Hi, I’m Destanie. I’m 15 years old. I turn 16 in May, but I don’t think I’m going to make it to see my birthday. Here’s why….
Back in June of 2012 i fell in love with this guy Tyler. He gave me the happiness I needed. He made me feel loved and wanted. We started dating but it only lasted about a week. For 3-4 months after that, I kept trying to tell him I still loved him. Finally he started talking to me again and I told him.. He told me he still loved me too and that he wants to make things right. Well we got back together but again, it only lasted a week.. He promised me we would get back together but then 2-3 days later his baby momma told me he had a new girlfriend and my heart shattered.. All I want to do now is lay in bed and cry. Well today he told me that he never loved me and he never cared about me </3 and it broke my heart even more… I want to end my life now because its worthless, the guy I’m in love with doesn’t want me and I don’t know what to do. Someone maybe help me out? Or else I’m just gonna end my life so I don’t have to deal with this pain anymore… It’s tearing my apart! </3 :'(
10 comments
i know how you feel, im 15 too and a lot going on, when i was 11 i went out wit a guy for 15 months. he told me he loved me a lot but wen he dumped me he said he never loved me and he told me to go kill myself…. i found out he cheated on me 4 times. guys can be jerks. but dont kill ur self over him, he doesnt deserve it. you can do beta than him. i cant tell you not to kill urself because im doing it in 3 days so i cant talk. but please reconsider. this guy isnt worth crying or dying over!!! you can do better than him. theres plenty of fish in the sea. dont take it out on you. you deserve better than him.
Thank you. That helped a lot. My friend Mitchell already talked to me, and I’m not considering it right now. But that doesn’t mean I won’t again. If you would like to talk, please. Text me. 712 308 3080. I will be there to talk and help you whenever you want.
BTD: You’re only 15???
yes im 15 how old did you think i was ?
i hope you do reconsider.
I still go through this… I’ve give up… I want a new start with a new person that doesn’t have kid’s. me… personaly… I can’t trust anyone that much ever again.
That guy sounds like a total player douchebag. Raise your standards and forget this guy – believe me, there are much better fish in the sea.
I must say miss, he’s not worth your time.
Me being a guy, I understand how we can be jerks. But that doesn’t mean we’re all that way.

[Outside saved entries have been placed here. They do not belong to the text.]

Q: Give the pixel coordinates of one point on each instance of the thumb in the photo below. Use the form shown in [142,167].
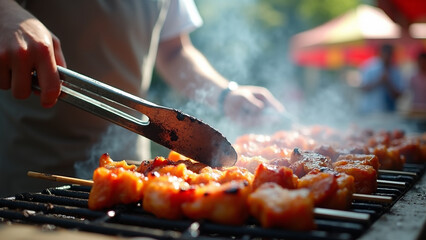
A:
[59,56]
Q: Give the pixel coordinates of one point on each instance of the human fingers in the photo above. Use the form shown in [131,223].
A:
[5,80]
[21,71]
[59,56]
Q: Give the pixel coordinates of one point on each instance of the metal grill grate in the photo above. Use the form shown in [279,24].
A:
[66,207]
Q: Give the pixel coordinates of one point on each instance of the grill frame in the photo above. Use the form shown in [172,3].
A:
[66,207]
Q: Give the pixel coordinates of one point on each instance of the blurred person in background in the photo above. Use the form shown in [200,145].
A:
[116,42]
[418,84]
[381,83]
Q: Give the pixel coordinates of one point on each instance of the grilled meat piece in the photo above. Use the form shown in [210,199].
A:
[282,176]
[115,186]
[274,206]
[221,203]
[164,196]
[303,162]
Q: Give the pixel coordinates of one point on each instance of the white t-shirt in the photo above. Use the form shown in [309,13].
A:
[112,41]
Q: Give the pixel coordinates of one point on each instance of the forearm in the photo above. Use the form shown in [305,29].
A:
[188,71]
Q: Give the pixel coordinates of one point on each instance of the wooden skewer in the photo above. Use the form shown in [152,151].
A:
[71,180]
[386,183]
[341,215]
[372,198]
[382,171]
[319,212]
[59,178]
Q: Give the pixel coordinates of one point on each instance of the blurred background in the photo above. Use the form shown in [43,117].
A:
[308,53]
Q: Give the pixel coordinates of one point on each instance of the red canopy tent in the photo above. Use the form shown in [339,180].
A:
[350,39]
[404,12]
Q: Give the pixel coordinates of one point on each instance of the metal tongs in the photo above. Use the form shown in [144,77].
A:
[166,126]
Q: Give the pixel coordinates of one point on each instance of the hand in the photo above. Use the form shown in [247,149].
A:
[252,105]
[26,45]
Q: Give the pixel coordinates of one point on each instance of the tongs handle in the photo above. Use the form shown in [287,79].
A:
[76,89]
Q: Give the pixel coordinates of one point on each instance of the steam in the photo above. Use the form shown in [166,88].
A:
[119,143]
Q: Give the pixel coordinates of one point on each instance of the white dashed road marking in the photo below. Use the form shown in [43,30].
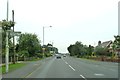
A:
[83,77]
[99,74]
[66,63]
[72,68]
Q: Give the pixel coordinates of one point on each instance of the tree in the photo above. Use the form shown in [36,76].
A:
[29,43]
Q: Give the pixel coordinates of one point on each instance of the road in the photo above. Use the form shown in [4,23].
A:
[69,67]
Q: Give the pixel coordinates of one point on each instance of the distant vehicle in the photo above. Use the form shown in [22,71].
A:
[64,55]
[58,56]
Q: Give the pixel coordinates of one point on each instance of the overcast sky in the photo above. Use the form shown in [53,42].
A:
[87,21]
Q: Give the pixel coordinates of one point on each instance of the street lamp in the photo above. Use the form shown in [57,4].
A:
[44,39]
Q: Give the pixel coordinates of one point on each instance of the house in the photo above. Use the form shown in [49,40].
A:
[109,45]
[104,45]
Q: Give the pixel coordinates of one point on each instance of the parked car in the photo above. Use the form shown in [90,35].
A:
[58,56]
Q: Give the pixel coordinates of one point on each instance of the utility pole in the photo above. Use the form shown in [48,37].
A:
[43,43]
[7,46]
[13,39]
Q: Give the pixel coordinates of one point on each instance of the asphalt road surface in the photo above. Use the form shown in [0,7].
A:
[69,67]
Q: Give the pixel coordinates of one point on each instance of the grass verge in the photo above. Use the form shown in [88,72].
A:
[11,67]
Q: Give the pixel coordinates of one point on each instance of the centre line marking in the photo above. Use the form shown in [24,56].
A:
[83,77]
[72,68]
[66,62]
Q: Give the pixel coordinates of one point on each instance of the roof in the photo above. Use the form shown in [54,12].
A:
[105,44]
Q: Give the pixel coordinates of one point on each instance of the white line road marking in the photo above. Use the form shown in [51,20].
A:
[72,68]
[112,70]
[83,77]
[99,74]
[66,62]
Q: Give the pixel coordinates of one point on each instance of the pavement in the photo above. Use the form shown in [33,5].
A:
[66,67]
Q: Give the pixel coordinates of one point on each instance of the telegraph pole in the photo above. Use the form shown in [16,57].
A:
[13,39]
[7,46]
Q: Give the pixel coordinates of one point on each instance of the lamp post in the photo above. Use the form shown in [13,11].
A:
[44,40]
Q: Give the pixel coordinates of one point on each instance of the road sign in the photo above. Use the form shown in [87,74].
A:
[15,33]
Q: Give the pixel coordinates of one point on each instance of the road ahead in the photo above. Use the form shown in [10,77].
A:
[69,67]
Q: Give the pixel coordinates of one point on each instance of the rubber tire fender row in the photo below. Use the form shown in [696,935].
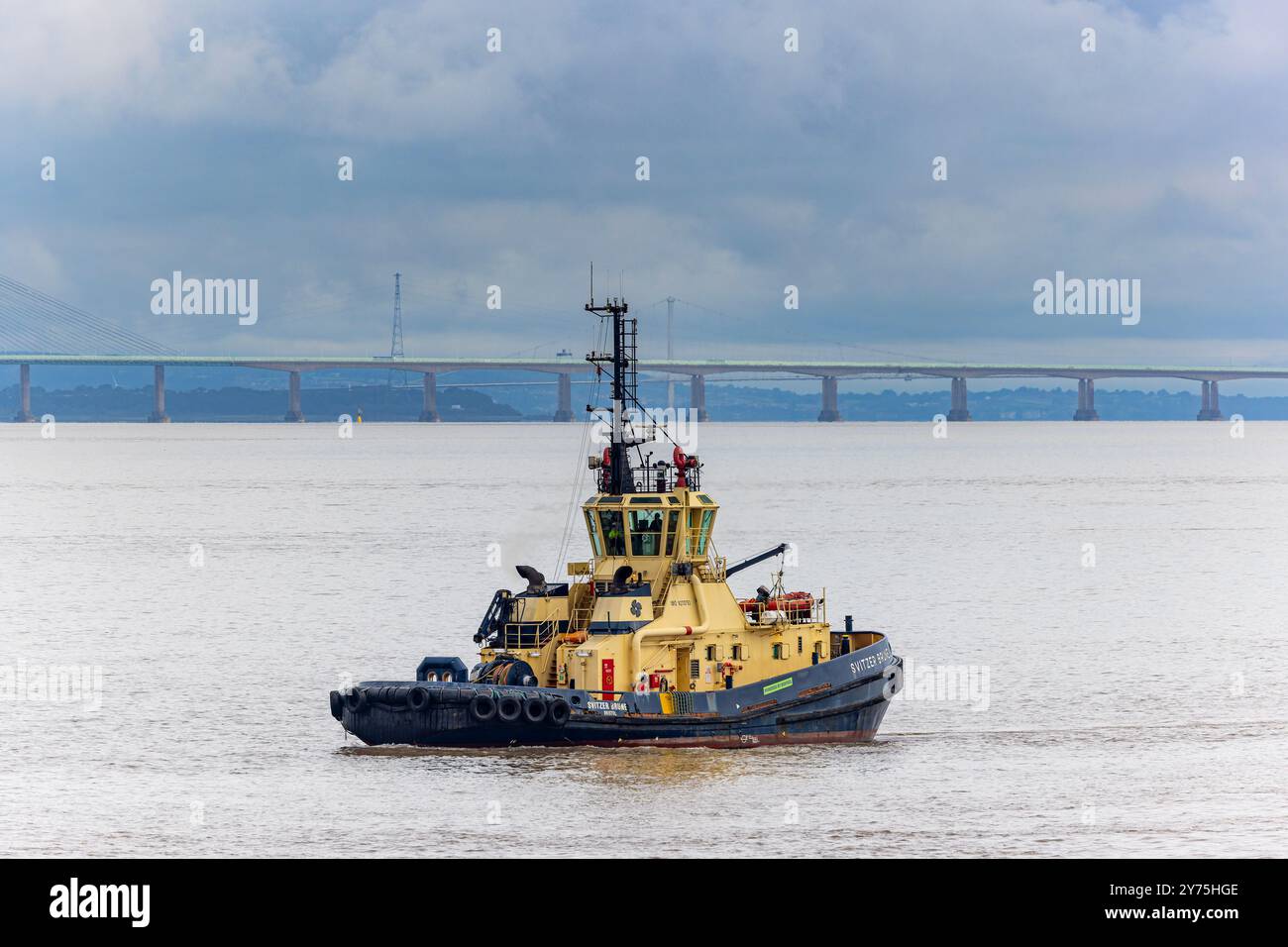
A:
[509,709]
[558,712]
[535,710]
[482,707]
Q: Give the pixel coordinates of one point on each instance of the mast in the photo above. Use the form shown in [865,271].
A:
[622,360]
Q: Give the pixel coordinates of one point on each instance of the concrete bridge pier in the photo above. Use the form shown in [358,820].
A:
[698,397]
[831,410]
[1211,410]
[292,411]
[565,410]
[429,398]
[958,411]
[25,394]
[1086,401]
[159,415]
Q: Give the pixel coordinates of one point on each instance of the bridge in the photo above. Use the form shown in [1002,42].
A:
[39,331]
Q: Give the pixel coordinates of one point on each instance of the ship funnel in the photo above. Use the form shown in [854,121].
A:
[536,581]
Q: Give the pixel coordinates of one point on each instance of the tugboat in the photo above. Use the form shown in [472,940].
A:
[647,644]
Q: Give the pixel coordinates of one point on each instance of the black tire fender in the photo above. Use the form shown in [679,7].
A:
[509,709]
[559,711]
[482,707]
[535,710]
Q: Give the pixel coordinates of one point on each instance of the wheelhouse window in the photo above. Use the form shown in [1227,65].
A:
[610,526]
[593,534]
[699,530]
[645,532]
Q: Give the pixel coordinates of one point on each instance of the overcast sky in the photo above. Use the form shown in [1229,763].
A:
[767,169]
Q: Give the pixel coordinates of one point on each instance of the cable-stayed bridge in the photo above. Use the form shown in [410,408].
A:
[38,330]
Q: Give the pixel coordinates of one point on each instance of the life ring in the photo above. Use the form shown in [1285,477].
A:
[482,707]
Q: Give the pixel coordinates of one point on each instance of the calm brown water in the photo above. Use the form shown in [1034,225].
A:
[1133,706]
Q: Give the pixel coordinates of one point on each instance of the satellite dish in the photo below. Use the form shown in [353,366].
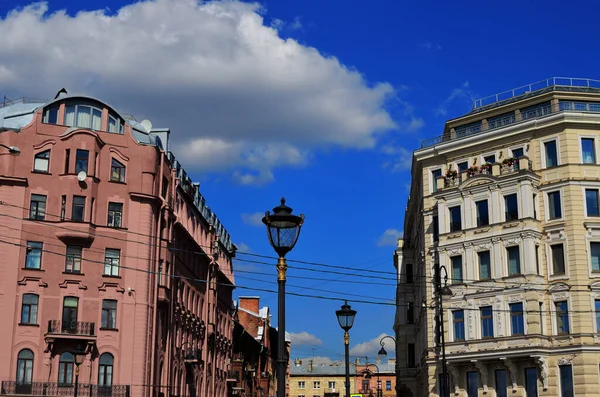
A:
[147,125]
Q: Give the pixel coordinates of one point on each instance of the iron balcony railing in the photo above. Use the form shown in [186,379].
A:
[12,388]
[72,328]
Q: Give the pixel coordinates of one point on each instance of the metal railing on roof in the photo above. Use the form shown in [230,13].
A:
[538,85]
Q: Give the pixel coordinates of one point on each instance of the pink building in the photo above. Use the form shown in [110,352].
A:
[107,248]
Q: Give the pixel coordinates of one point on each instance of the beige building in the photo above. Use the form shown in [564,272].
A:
[506,204]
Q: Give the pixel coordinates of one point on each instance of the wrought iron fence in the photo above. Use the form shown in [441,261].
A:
[9,388]
[71,327]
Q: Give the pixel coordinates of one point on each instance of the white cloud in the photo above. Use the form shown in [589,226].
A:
[372,347]
[389,237]
[304,338]
[236,95]
[253,219]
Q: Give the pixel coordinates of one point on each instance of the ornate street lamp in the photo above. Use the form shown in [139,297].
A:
[79,356]
[346,319]
[283,230]
[13,150]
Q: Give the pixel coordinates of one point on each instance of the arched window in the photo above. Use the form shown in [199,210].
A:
[66,365]
[105,370]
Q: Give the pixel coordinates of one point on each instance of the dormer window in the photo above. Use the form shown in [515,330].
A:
[83,116]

I’m 16 and loved this girl once. She was just a friend but I wanted a bit more. Anyways, time passed and somehow we’re not verry close anymore, and it hurt so much.
I thought about killing myself for it, but truth is, I’ve got way more demons in me than that.

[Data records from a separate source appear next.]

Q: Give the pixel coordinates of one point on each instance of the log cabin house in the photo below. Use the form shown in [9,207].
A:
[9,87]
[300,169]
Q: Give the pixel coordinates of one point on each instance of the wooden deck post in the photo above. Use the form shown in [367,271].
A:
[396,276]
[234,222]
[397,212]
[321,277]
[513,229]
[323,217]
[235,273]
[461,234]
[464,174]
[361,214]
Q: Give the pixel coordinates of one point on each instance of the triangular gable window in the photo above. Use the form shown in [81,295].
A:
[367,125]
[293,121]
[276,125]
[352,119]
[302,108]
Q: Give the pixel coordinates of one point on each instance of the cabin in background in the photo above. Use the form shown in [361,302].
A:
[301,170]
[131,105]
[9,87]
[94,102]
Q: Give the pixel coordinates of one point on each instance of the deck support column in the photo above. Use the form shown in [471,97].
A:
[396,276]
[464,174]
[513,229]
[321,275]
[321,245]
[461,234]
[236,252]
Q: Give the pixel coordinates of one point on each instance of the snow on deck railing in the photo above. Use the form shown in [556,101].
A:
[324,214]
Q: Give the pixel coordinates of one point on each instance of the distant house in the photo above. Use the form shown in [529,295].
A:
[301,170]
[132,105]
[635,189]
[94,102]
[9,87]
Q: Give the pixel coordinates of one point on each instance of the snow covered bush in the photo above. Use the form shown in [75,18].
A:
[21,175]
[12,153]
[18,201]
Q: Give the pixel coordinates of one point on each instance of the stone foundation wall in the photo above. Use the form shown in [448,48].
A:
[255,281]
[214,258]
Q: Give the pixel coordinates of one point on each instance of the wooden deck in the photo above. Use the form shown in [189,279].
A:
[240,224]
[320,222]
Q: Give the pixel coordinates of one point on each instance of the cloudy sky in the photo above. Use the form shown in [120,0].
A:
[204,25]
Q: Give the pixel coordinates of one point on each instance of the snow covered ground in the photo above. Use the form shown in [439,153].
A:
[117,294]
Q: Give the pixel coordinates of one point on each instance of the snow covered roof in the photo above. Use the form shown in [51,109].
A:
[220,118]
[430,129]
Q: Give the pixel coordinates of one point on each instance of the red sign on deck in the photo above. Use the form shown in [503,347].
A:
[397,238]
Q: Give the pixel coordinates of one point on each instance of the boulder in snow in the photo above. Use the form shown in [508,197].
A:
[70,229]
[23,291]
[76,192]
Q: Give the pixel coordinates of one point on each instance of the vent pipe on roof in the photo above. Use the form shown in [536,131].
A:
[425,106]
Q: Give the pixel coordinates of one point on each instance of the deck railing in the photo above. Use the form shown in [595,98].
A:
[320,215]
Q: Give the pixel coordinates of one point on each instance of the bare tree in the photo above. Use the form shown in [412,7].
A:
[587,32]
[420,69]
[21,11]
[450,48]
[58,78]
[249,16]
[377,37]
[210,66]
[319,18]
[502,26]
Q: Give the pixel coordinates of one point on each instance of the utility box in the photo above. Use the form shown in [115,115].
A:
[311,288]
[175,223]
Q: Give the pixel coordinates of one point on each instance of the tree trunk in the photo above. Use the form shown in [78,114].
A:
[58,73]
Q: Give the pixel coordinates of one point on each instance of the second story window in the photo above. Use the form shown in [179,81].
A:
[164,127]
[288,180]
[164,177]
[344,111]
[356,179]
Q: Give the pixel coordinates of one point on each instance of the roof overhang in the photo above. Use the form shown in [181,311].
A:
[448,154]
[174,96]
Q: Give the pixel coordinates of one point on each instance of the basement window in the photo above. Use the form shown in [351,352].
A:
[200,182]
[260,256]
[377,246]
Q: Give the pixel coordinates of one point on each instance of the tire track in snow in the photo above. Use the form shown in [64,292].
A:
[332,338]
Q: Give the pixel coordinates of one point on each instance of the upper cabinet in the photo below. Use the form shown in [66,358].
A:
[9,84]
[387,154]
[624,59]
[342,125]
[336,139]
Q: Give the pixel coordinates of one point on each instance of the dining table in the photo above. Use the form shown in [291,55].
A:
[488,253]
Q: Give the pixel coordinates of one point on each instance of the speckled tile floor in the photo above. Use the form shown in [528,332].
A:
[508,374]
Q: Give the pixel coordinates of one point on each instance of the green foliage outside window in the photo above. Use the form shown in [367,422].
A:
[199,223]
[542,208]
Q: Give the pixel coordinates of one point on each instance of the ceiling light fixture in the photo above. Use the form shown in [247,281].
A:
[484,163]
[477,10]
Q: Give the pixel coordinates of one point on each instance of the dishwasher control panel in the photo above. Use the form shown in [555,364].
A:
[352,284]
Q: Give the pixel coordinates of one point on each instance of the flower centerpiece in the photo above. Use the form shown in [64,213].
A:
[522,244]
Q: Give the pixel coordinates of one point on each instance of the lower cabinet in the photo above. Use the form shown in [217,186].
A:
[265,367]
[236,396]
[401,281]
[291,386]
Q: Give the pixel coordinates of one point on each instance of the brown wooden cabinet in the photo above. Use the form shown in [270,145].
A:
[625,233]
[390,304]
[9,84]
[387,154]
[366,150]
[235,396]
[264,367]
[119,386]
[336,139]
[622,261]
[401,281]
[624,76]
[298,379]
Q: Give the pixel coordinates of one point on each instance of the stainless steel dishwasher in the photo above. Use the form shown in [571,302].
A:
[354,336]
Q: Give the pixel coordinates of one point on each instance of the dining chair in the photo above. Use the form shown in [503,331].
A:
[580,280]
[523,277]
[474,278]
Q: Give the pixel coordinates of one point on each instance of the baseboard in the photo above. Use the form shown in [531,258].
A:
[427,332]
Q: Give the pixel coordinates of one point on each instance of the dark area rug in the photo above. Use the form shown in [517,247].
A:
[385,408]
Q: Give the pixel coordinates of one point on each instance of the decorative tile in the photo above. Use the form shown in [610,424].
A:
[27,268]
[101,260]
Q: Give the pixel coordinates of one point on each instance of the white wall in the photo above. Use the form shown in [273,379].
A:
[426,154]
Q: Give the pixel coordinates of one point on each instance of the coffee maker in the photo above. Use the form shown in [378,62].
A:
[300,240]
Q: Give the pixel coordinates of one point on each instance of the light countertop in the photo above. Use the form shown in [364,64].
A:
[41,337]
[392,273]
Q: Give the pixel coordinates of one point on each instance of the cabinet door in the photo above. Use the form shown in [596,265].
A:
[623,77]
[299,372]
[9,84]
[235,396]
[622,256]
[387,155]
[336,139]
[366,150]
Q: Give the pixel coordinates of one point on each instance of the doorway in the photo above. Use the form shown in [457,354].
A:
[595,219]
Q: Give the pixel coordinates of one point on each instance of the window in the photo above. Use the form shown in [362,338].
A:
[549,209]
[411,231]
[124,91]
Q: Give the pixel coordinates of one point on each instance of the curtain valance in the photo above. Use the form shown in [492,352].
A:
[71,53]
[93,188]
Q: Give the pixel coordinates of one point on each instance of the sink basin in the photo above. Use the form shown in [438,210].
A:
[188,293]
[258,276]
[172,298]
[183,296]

Women have lied to me, hurt me, and broke me apart. It has led me to think all of them are evil, but this I know is not true.
Cheer up girls please, it will get better.
Ever want to talk, just email me. It’s brl.cents@gmail.com
Dear Destanie
Thank you for sharing your story with us.
I am one of those many who very much care and I fully understand exactly how you feel. What I would like to ask you is that you “listen” to what I have to say and make it yours, even if at this moment you are so sad.
Destanie, what happens at the age of 15 is that you and kids like you have engaged in very strong relationships that are emotionally very very demanding, and for that reason very risky to be handled by kids. Only adults have the ability to separate emotions from facts and they can asses persons as they truly are and not as you make them up in your imaginary wishes. So, what has happened to you is what happens to all kids around the planet engaging in stuff like this.
You are more mature than him and like all young girls you have a heart so very big and beautiful, while the guy is a total douchebag and stupid, because saying “I never loved you” is absolutely cruel, despicable, mean, insensitive and it is only confirming how stupid he is, How can someone say that to anybody? That is like mocking or insulting disabled people, one has to be completely sick or retarded to hurt the feelings of someone that way. But precisely for this reason, you cannot be sorry for this broken relationship at all, On the contrary, you should celebrate and be very happy that you got rid of that stupid ***ck
He does not have a clue of what love is, and I feel sorry for the other girl, because she is now with some moron kid with a runny nose who cannot even grasp the importance and effect of one’s words.
So, now you are wiser, and you can celebrate as I said, because you have the experience and knowledge to start being more cautious when engaging in “love affairs”.
You should read a book called “The art of loving” by Erich Fromm. It is a MUST before you engage again in that sort of games.
Hugs
Oracle
Thank you so much. I haven’t had the suicidal thoughts all day so I should be good for a little bit. But it’s hard right now because he wanted for me to move in with him once I turned 16 (my parents loved him and gave me permission to live with him as he lives A LOT closer to my school.) But I am going to be okay, as long as I have the support I need.